Degrado 
 
Causou-me tal dor tua permissão de cães refestelando-se naquele breve momento que disseste ser meu!
Em cima da mesa que foi decorada para mim, a cadela em pleno cio uivando e sendo aplaudida pelo anfitrião da festa a mim oferecida completa o espetáculo do mau gosto.
A ousadia em macular aquilo que me deste tão espontaneamente sendo oferecido a ratos de esgoto e que eu tinha como sagrado e guardava e cuidava como ouro fosse, foi como se sendo possível, me doasse a qualquer pedinte em busca de poucos centavos para álcool barato.
Havia tantos restos a serem depositados em lixeiras recicláveis, mas lançaste o meu sagrado em vala a céu aberto.
Fico tentando entender onde está a outra metade daquela declaração em forma de cântico, para quem foi mandada e o que dizia. Um minuto e meio a mais que jamais conhecerei, mas sei que existe.
Que foi isto que fizeste?
A poesia pela qual me perdi em carinhos sendo enxovalhada tão grotescamente levou-me a pesadelos de uma prosa de horrores da qual não fiz parte.
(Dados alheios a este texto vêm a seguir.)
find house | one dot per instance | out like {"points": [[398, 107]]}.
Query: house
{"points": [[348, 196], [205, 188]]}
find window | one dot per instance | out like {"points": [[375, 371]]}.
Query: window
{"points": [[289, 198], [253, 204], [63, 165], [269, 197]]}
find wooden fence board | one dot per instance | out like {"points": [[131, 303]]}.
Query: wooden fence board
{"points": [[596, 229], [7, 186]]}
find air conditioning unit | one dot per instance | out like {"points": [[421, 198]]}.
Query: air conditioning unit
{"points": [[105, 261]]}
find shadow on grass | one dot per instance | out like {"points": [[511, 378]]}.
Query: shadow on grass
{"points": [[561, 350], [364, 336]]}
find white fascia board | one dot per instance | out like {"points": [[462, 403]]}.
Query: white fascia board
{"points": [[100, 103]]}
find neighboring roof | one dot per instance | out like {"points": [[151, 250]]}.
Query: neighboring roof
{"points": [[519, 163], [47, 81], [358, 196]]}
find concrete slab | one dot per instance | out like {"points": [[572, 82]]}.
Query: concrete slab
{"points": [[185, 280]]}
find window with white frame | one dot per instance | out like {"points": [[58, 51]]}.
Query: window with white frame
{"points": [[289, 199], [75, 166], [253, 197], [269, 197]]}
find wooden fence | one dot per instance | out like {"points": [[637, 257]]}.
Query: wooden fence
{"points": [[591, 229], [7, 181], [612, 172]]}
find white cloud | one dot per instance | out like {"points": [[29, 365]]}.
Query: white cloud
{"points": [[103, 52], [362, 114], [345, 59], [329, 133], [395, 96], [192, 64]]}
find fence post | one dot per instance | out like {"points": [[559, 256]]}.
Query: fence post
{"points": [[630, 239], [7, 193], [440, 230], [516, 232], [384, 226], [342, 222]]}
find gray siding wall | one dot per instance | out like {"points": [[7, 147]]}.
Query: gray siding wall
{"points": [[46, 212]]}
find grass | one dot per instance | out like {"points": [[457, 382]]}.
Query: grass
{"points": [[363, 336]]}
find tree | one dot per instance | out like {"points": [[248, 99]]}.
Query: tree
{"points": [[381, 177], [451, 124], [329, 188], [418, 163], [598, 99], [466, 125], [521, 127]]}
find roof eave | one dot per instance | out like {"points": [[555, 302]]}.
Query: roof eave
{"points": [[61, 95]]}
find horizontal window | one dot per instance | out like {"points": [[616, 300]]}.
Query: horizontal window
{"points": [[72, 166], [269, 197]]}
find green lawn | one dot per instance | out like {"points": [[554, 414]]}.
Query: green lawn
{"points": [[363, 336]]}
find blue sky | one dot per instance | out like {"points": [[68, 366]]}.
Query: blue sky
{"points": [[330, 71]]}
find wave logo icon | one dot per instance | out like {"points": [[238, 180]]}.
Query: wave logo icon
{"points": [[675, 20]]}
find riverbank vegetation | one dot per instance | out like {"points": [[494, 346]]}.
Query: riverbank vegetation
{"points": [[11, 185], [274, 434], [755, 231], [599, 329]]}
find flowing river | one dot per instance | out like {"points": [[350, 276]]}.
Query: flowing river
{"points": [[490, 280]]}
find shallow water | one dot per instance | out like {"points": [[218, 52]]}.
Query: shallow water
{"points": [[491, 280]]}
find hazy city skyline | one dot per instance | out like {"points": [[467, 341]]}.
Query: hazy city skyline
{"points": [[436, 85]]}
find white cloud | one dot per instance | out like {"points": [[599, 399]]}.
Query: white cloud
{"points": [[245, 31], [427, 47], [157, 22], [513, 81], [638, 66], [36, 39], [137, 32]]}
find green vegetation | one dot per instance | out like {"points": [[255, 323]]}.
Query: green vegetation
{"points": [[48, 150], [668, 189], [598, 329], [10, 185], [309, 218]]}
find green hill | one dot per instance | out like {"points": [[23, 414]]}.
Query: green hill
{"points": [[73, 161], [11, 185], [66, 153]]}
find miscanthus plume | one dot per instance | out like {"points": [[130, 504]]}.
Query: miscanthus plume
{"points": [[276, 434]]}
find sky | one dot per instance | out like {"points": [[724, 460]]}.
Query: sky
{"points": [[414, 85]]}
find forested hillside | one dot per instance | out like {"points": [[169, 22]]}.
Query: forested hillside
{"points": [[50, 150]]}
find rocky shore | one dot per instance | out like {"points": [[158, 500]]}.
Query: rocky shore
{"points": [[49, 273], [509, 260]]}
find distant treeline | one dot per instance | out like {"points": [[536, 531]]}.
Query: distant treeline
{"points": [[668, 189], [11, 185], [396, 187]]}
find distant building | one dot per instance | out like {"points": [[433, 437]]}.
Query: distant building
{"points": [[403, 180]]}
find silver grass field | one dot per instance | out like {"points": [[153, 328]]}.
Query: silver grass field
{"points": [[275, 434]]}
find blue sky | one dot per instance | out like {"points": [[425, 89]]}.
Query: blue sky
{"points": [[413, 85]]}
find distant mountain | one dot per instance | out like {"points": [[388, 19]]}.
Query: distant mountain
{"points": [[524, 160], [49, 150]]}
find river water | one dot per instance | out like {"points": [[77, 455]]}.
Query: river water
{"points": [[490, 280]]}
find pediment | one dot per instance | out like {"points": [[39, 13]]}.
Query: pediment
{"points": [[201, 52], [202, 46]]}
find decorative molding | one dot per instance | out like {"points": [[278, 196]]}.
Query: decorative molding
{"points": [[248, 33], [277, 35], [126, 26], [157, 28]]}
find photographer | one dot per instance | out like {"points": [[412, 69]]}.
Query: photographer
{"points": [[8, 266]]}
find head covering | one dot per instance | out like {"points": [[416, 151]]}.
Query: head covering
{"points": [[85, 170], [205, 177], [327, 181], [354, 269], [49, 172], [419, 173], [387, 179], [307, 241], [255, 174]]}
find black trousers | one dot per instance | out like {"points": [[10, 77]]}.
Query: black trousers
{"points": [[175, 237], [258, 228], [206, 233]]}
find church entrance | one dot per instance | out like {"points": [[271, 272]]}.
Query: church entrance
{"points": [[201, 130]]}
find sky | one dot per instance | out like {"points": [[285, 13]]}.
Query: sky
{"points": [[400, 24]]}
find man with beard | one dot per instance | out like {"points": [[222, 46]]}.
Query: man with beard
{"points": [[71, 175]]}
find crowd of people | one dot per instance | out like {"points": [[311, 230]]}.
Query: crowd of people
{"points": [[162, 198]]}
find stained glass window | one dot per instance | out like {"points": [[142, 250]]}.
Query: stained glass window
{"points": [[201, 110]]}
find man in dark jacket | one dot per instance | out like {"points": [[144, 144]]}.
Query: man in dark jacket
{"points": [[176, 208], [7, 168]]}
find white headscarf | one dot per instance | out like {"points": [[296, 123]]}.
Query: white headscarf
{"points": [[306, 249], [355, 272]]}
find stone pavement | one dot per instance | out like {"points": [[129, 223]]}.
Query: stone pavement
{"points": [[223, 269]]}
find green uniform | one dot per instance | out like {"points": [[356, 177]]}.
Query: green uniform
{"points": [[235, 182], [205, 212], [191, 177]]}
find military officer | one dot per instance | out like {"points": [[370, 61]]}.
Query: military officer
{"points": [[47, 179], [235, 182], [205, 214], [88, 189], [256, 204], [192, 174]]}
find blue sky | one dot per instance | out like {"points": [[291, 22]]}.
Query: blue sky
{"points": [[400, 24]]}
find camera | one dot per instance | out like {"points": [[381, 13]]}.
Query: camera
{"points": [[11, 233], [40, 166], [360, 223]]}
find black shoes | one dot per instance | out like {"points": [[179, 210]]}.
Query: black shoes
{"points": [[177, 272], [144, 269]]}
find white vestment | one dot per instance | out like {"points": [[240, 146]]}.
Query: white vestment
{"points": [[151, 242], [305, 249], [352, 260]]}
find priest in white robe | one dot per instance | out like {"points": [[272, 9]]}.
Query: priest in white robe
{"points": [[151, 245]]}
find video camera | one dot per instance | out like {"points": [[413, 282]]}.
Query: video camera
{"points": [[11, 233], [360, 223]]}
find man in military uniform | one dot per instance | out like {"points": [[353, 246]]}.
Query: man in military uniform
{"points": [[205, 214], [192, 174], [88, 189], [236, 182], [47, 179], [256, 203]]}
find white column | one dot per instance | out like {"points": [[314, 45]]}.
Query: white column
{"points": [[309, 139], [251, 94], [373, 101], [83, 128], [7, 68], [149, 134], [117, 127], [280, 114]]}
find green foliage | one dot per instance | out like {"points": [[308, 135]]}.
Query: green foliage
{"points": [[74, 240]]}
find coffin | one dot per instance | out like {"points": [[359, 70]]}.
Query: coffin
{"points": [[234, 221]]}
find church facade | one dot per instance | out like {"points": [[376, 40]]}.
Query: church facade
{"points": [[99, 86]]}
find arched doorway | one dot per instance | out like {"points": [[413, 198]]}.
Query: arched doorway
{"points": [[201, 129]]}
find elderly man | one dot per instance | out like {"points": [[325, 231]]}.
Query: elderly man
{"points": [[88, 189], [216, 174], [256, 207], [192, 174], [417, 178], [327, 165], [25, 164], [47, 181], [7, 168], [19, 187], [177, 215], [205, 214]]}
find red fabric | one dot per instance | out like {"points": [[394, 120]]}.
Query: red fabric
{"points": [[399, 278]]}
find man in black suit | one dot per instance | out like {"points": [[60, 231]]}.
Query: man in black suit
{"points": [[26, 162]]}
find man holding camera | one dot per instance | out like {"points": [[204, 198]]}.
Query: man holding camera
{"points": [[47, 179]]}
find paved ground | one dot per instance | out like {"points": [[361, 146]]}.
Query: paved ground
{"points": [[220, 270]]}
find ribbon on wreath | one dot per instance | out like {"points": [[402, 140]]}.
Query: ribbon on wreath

Aquilo que a mim parecia ser um sagrado altar, onde só se juntavam os ébrios de amor, se transformou numa reunião de pagãos e de sacrifícios felizes de inocentes assustados.
Não há ira, mas decepção, apenas uma decepção profunda pelas pérolas que foram dadas a mim e tomadas para serem lançadas aos porcos que rondam um céu mesclado de sangue.
Quando chegar a tal implosão, saberei então quem ficará com os restos, a quem pertencerá a incapacidade de desfazer o que se eternizou no ápice da crueldade grotesca, porque sabes, até mesmo na crueldade é possível alguma elegância, nem isto me dedicaste.